Coronavirus, virologo Silvestri: “Il virus ha i giorni contati. Vaccini, studi genetici, anticorpi monoclonali: la scienza salverà l’umanità”

Il virologo Guido Silvestri esorta "tutti ad essere ottimisti e ricordarsi della potenza della scienza, che sta arrivando in soccorso dell'umanità flagellata dalla pandemia"

Oggi, con i nuovi 4.458 casi di infezione da SARS-CoV-2 (anche se con mortalità contenuta e situazione ospedaliera sotto controllo), in molti stanno vivendo momenti d’ansia, a volte purtroppo accentuati da una comunicazione che tende a confondere la (giusta) raccomandazione di (dovute) cautele con spunti di angosciante (e controproducente) allarmismo“. Lo scrive su Facebook il virologo Guido Silvestri che però esorta “tutti ad essere ottimisti e ricordarsi della potenza della scienza, che sta arrivando in soccorso dell’umanità flagellata dalla pandemia”.

“Lo faccio – dice – segnalando TRE importanti aree di progresso, e spiegando brevemente come nella scienza i progressi di una disciplina possono andare a benefico di aree di studio molto diverse. La prima area è quella dei vaccini, in cui otto promettenti candidati sono in fase-3 dei trial clinici, con varie piattaforme (virus inattivato, vettori adenovirali e RNA messaggero) ed ottimi risultati preliminari sia dagli studi preclinici sull’animale che da quelli clinici di fase 1 e 2. E’ ormai una questione di mesi, se non di settimane, prima che si inizino programmi di vaccinazione di massa (che peraltro sembra siano già in corso in Cina e Russia).
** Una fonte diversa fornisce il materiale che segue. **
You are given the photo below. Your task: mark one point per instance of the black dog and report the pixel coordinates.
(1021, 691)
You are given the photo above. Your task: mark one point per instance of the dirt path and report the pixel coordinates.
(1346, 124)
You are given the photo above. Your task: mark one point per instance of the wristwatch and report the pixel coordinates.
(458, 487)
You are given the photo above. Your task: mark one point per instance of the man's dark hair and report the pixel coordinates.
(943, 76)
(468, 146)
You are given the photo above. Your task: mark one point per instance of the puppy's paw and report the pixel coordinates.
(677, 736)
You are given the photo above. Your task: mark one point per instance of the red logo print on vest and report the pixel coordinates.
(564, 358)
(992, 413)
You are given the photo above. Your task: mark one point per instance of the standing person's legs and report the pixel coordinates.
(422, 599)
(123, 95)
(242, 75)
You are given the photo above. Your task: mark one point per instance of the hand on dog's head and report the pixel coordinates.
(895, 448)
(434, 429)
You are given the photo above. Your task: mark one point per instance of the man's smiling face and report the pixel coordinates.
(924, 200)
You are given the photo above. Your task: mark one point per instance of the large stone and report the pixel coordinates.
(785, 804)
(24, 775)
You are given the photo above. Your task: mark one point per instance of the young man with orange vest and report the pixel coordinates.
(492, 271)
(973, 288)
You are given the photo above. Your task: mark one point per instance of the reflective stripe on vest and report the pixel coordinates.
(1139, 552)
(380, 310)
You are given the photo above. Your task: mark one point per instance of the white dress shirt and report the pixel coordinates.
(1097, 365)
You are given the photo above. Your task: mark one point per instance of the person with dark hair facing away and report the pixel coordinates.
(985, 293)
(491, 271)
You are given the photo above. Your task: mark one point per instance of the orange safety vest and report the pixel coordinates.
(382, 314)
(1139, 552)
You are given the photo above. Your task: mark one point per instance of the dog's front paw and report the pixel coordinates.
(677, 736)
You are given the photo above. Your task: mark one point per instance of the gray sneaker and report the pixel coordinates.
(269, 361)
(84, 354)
Qui bisogna ricordare come queste piattaforme siano state sviluppate soprattutto in precedenti sforzi di ricerca per vaccini contro AIDS, tubercolosi, epatite, malaria, influenza, etc, il che è ha enormemente accelerato la loro applicazione per COVID-19. La seconda area è quella di studi genetici che, usando tecnologie di grande “throughput” sviluppate per studiare il DNA cellulare nel contesto di altre malattie, hanno ora permesso di scoprire varianti geniche associate in modo significativo con malattia severa da SARS-CoV-2 (Zeberg et al., Nature, 30 settembre 2020; Zhang et al., Science 24 settembre 2020)”.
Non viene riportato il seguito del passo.